In kaum einem anderen EU-Land geben sie im Durchschnitt so wenig für den Mobilfunk aus. Keine elf Euro investierte ein durchschnittlicher deutscher Mobilfunkkunde im letzten Quartal 2023 pro Monat in die Mobilfunknutzung. Der EU-Durchschnitt lag Ende 2022 laut dem europäischen Branchenverband Etno bei 15 Euro, US-Anbieter erzielen gar ein Dreifaches je Nutzer. Die Menschen haben in Deutschland die Auswahl aus etwa 1000 Tarifmodellen von rund 50 verschiedenen Mobilfunkmarken – von A wie Aldi Talk oder Ay Yildiz über F wie Freenet bis O wie O2 oder W wie Win Sim.

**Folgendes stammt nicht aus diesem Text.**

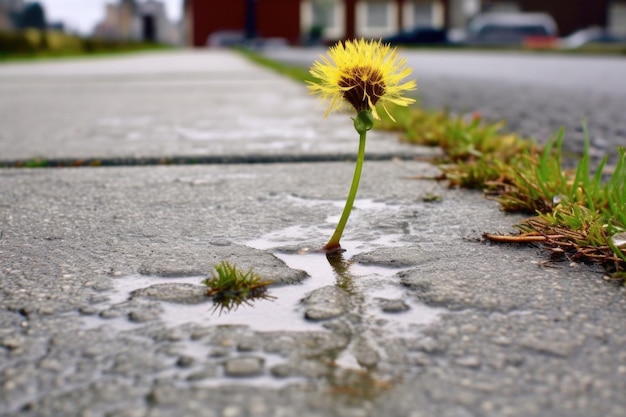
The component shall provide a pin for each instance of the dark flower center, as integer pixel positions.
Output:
(362, 83)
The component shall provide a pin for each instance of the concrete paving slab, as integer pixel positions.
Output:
(210, 106)
(488, 331)
(101, 304)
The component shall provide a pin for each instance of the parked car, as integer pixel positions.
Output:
(419, 35)
(509, 28)
(591, 36)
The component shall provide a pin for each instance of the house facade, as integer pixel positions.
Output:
(299, 20)
(137, 21)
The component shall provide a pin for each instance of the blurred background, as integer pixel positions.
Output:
(86, 25)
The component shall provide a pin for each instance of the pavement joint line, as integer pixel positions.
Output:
(197, 160)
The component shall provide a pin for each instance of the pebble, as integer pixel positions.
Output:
(244, 366)
(174, 293)
(393, 306)
(326, 303)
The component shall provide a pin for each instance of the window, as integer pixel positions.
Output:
(617, 17)
(423, 13)
(376, 18)
(377, 15)
(325, 16)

Dass der Wettbewerb in Deutschland floriert, ist sogar wissenschaftlich belegt. In der jüngsten Studie zum Thema urteilen das Wissenschaftliche Institut für Infrastruktur und Kommunikationsdienste (WIK) sowie die Beratungsgesellschaft EY Ende Januar, „dass sowohl auf dem Endkunden- als auch auf dem Vorleistungsmarkt im Bereich des öffentlichen Mobilfunks wirksamer Wettbewerb herrscht und keine Anzeichen für eine zukünftige Verschlechterung der Wettbewerbsverhältnisse zulasten der Endkunden vorliegen.“ Obwohl die Studie den bestehenden Wettbewerb tendenziell sogar unterschätzt und einige der letzten Vertragsschlüsse unter den Anbietern noch gar nicht berücksichtigt, gibt es teils lautstarke Kritik – mit klaren ökonomischen Einzelinteressen dahinter. Diese Grabenkämpfe sind die falsche Debatte für unser Land.
Milliarden-Summen aus Auktionen wären besser in Netzausbau investiert
Wir sollten uns in Deutschland, wo die Wirtschaft mit schwachem Wachstum kämpft, besser mit der Frage befassen, wie wir die Zukunft des Mobilfunks so gestalten, dass er als Motor der Digitalisierung die Wettbewerbsfähigkeit vorantreibt. In der Vergangenheit mussten Mobilfunkfrequenzen von Unternehmen für Milliarden-Summen ersteigert werden. Insgesamt hat der Staat so seit dem Jahr 2000 über 66 Milliarden Euro eingenommen. Diese Summen wären gerade heute besser im Netzausbau investiert. Nur eine Verlängerung der Bestandsfrequenzen, in die bereits Milliarden investiert wurden, lässt die Netze noch schneller noch besser werden und verhindert massive Qualitäts- und Versorgungseinbrüche für Millionen Menschen.
Auch die EU-Kommission mahnt, die Frequenzspektrumsvergabe nicht als „Cash Cow“ zum Füllen des Staatshaushaltes zu missbrauchen. Andere EU-Staaten können hier als Vorbild dienen. Eines von vielen Beispielen für die Verlängerung von Frequenzspektrum: Schweden, das in internationalen Netztests regelmäßig Topplatzierungen belegt, hatte bereits im Jahr 2010 Lizenzen für die Betreiber umfassend verlängert.
Es gibt in Europa einen guten Bestand von innovationsstarken und investitionsbereiten Telekommunikationsanbietern. Wenn diese Unternehmen durch eine zukunftsweisende Regulierung unterstützt werden, können sie die Netze der Zukunft errichten und die Innovationslücke schließen. Sie sind bereit, ihren Beitrag für eine schnelle Digitalisierung zu leisten. Telekommunikationsunternehmen, die zumindest ihre Kapitalkosten verdienen und ihr Geschäft skalieren können, sind die beste Voraussetzung für digitale Souveränität und eine erfolgreiche digitale Transformation der Wirtschaft. All dies wird unser aller Wohlstand sichern. Ohne starke Netze und gestärkte Netzanbieter scheitert die notwendige digitale Aufholjagd der deutschen Wirtschaft.
Markus Haas ist seit 2017 Vorstandsvorsitzender des Telekommunikationsunternehmens O2 Telefónica.